Rua Sa Ferreira 38 More photos
SEA VIEW Flat Copacabana ilive061 Ilive061 - Modern Spacious Penthouse in Copacabana propose accommodation in Rio de Janeiro, 1 kilometer from Post 7 - Arpoador and 1 kilometer from Post 8 - Ipanema. Guests benefit from balcony. Free WiFi is offered throughout the property. Min. price: 747 BRL Max. price: 747 BRL Rooms available1 rooms
Rua Sa Ferreira 38, Rio de Janeiro, two-blocks-from-ipanema_br_rua-sa-ferreira
About this location
Rio de Janeiro
Rio de Janeiro (; Portuguese: [ˈʁi.u d(ʒi) ʒɐˈne(j)ɾu]; River of January), or simply Rio, is the second-most populous municipality in Brazil and the sixth-most populous within the Americas. The metropolis is anchor to the Rio de Janeiro metropolitan area, the second-most populous metropolitan area in Brazil and sixth-most populous within the Americas. Rio de Janeiro is the capital of the state of Rio de Janeiro, Brazils third-most populous state. Part of the town has been designated as a World Heritage Site, named \"Rio de Janeiro: Carioca Landscapes between the Mountain and the Sea\", by UNESCO on 1 July 2012 as a Cultural Landscape.Founded in 1565 by the Portuguese, the town was initially the seat of the Captaincy of Rio de Janeiro, a domain of the Portuguese Empire. Later, in 1763, it became the capital of the State of Brazil, a state of the Portuguese Empire. In 1808, when the Portuguese Royal Court transferred itself from Portugal to Brazil, Rio de Janeiro became the chosen seat of the court of Queen Maria I of Portugal, who subsequently, in 1815, under the leadership of her son, the Prince Regent, and future King Joao VI of Portugal, raised Brazil to the dignity of a kingdom, within the United Kingdom of Portugal, Brazil, and Algarves. Rio stayed the capital of the pluricontinental Lusitanian monarchy until 1822, when the War of Brazilian Independence began. This is one of the few instances in history that the capital of a colonising country officially shifted to a town in one of its colonies. Rio de Janeiro subsequently served as the capital of the independent monarchy, the Empire of Brazil, until 1889, and then the capital of a republican Brazil until 1960 when the capital was transferred to Brasilia. Request to Book
Rio de Janeiro has the second largest municipal GDP within the country, and 30th largest within the world in 2008, estimated at about R$343 billion (IBGE, 2008) (nearly US$201 billion).
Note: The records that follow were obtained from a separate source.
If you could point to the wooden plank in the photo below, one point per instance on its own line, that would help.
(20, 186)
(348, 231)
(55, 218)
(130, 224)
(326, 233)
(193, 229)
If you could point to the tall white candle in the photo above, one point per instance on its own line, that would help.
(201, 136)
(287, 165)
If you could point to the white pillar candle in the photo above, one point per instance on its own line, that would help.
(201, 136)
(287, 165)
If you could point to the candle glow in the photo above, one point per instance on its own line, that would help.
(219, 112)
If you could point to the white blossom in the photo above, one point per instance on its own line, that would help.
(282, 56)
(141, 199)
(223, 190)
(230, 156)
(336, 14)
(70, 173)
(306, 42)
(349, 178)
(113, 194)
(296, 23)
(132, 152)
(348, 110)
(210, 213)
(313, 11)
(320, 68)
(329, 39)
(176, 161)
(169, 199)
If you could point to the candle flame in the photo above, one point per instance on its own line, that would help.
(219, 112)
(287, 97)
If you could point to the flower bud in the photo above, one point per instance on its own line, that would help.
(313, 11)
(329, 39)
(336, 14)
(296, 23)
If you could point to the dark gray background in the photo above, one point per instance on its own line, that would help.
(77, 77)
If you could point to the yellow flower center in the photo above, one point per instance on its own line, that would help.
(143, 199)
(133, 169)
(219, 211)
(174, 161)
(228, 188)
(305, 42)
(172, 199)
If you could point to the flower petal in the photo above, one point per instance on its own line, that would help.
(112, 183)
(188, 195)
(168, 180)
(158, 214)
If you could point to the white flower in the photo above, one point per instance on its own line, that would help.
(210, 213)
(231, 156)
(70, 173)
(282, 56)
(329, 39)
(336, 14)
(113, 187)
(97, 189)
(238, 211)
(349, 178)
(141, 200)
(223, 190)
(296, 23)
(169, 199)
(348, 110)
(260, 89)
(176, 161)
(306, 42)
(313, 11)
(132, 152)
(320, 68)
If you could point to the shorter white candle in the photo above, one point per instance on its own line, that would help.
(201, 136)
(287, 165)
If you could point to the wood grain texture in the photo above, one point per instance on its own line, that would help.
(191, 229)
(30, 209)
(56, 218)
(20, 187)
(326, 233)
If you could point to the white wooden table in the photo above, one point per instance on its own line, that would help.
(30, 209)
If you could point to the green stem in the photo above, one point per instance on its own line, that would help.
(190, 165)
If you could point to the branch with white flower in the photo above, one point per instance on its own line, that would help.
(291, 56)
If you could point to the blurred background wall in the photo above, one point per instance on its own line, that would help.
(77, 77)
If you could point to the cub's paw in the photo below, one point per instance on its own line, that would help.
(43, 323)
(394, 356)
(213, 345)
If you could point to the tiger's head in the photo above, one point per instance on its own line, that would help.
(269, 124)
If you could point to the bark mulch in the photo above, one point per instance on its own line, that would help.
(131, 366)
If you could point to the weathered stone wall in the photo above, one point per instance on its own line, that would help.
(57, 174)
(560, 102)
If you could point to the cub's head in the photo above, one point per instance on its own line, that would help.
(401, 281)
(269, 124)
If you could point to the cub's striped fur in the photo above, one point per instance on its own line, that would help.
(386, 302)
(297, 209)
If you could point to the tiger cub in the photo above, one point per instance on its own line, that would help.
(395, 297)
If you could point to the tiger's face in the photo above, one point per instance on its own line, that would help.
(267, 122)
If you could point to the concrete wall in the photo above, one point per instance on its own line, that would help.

It is headquarters to Brazilian oil, mining, and telecommunications companies, including two of the countrys major corporations – Petrobras and Vale – and Latin Americas largest telemedia conglomerate, Grupo Globo. The home of many universities and institutes, it is the second-largest center of research and development in Brazil, accounting for 17% of national scientific output according to 2005 data. Despite the high perception of crime, the town features alower incidence of crime than Northeast Brazil, but it is far more criminalized than the south region of Brazil, which is considered the safest within the country.Rio de Janeiro is one of the most visited cities within the Southern Hemisphere and is known for its natural settings, Carnival, samba, bossa nova, and balneario coastes such as Barra da Tijuca, Copacabana, Ipanema, and Leblon. In addition to the coastes, some of the most famous landmarks include the giant statue of Christ the Redeemer atop Corcovado mountain named one of the New Seven Wonders of the World; Sugarloaf Mountain with its cable car; the Sambodromo (Sambadrome), a permanent grandstand-lined parade avenue which is used during Carnival; and Maracana Stadium, one of the worlds largest football stadiums. Rio de Janeiro was the host of the 2016 Summer Olympics and the 2016 Summer Paralympics, making the town the first South American and Portuguese-speaking town to ever host the events, and the third time the Olympics were held in a Southern Hemisphere city. The Maracana Stadium held the finals of the 1950 and 2014 FIFA World Cups, the 2013 FIFA Confederations Cup, and the XV Pan American Games."